Portanto, não se pode confiar na identidade como um significante político permanente, pois esse conceito vago está em constante estado de movimento e devido à conectividade sem precedentes entre os povos de todo o mundo. Embora essa conectividade possa levar a um etnocídio lento, que é difícil de detectar, quanto mais evitar, ela também pode ajudar as nações oprimidas e sitiadas a reagir.
Houve um tempo em que teorias egoístas, como a de um iminente “choque de civilizações”, estavam na moda entre muitos acadêmicos norte-americanos e ocidentais.
A divisão do mundo em “grandes civilizações”, feita por Samuel Huntington, cujas relações serão definidas por conflitos, foi um acréscimo conveniente a um histórico de tais tropos racistas, que remonta às primeiras fases do colonialismo ocidental.

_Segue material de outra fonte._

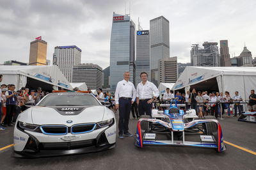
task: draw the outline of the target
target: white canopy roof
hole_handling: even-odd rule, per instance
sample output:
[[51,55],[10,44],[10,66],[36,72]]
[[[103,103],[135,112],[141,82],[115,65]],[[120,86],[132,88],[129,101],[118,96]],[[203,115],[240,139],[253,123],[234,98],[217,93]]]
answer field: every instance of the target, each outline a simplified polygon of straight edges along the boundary
[[175,83],[164,83],[161,82],[159,86],[158,86],[158,90],[160,92],[160,95],[163,95],[166,91],[166,88],[169,88],[170,89],[172,89]]
[[256,89],[255,67],[187,66],[173,86],[173,90],[197,84],[207,84],[205,90],[216,82],[220,92],[237,91],[248,99],[251,89]]
[[81,91],[87,91],[88,88],[85,82],[81,83],[70,83],[71,86],[74,88],[78,88]]
[[[27,77],[49,85],[72,89],[72,86],[57,66],[0,66],[2,84],[14,84],[17,88],[26,86]],[[42,87],[42,88],[44,87]],[[43,88],[44,89],[44,88]]]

Esse pensamento foi impulsionado pela conveniência política, não pelo pensamento racional, pois foi fortemente comercializado após o colapso da ordem soviética, a primeira guerra do Iraque e o militarismo ocidental encorajado na Ásia, no Oriente Médio e no restante do Sul Global.
Vincular esforços violentos a palavras tão elevadas como civilizações – algumas impulsionadas por valores universais, enquanto outras, supostamente, pelo extremismo – foi uma mera reintrodução de velhos mantras como a “missão civilizatória” da Europa e o “destino manifesto” americano.
De qualquer forma, tudo isso fracassou ou, mais precisamente, não conseguiu produzir o resultado desejado de manter o mundo refém da definição ocidental de civilização, identidades e relações humanas, portanto, o “conflito” supostamente inevitável.
Atualmente, há sinais de um novo mundo que está surgindo. Não se trata de um mundo moldado por buscas ou impulsos civilizacionais, mas pelo mesmo velho paradigma histórico: aqueles que buscam o poder para ampliar e proteger seus interesses econômicos e aqueles que lutam contra ele, buscando liberdade, justiça, igualdade, estado de direito e coisas do gênero.
Aqueles que buscam o poder podem e estão se unindo além de suas supostas inclinações civilizacionais, valores religiosos, orientações raciais e geografia.
Mesmo antes da guerra entre a Rússia e a Ucrânia, uma nova guerra fria já estava surgindo, entre um império em declínio, os EUA, e um império em ascensão, a China.
Ambos os países, de acordo com Huntington, serviriam como exemplos de “civilização ocidental” contra a “civilização sínica” – agrupada com outras no “mundo oriental”.
No entanto, nem a abordagem refinada de Barack Obama nem o estilo populista de Donald Trump conseguiram aprofundar esse suposto conflito civilizacional. As relações do resto do mundo com a China continuam a ser regidas por interesses econômicos.
Até mesmo os aliados europeus de Washington, que dependem muito do comércio e dos avanços tecnológicos chineses, não estão totalmente convencidos a aderir à guerra comercial contra Pequim em nome de valores ocidentais comuns e outras retóricas do gênero.
Quanto aos que estão revidando, a guerra em Gaza foi um inesperado grito de união. De fato, a guerra resultou em uma formação totalmente nova de relações internacionais que praticamente não existia antes de 7 de outubro.
Aqueles que defendem os palestinos não são regidos por fronteiras religiosas, raciais, geográficas ou mesmo culturais. Da Namíbia à África do Sul, do Brasil e da Colômbia à Nicarágua, e da China à Rússia e ao Oriente Médio, a solidariedade com Gaza dificilmente é definida a partir de uma perspectiva “civilizacional” estreita.
Isso inclui os protestos em massa em todo o mundo, inclusive na Europa e na América do Norte, onde pessoas de todas as cores, raças, faixas etárias, gêneros, religiões e muito mais estão unidas em um único cântico: cessar-fogo já.
É claro que sempre haverá aqueles que se empenham em nos dividir, em torno de quaisquer linhas que possam servir às suas agendas políticas, que quase sempre estão ligadas a interesses econômicos e poderio militar.
No entanto, a resistência global a esses acadêmicos delirantes e políticos chauvinistas está mais forte do que nunca. Gaza provou ser o unificador definitivo, pois traçou uma linha que une todos os grupos civilizacionais de Huntington, não em torno de um conflito iminente, mas de justiça global.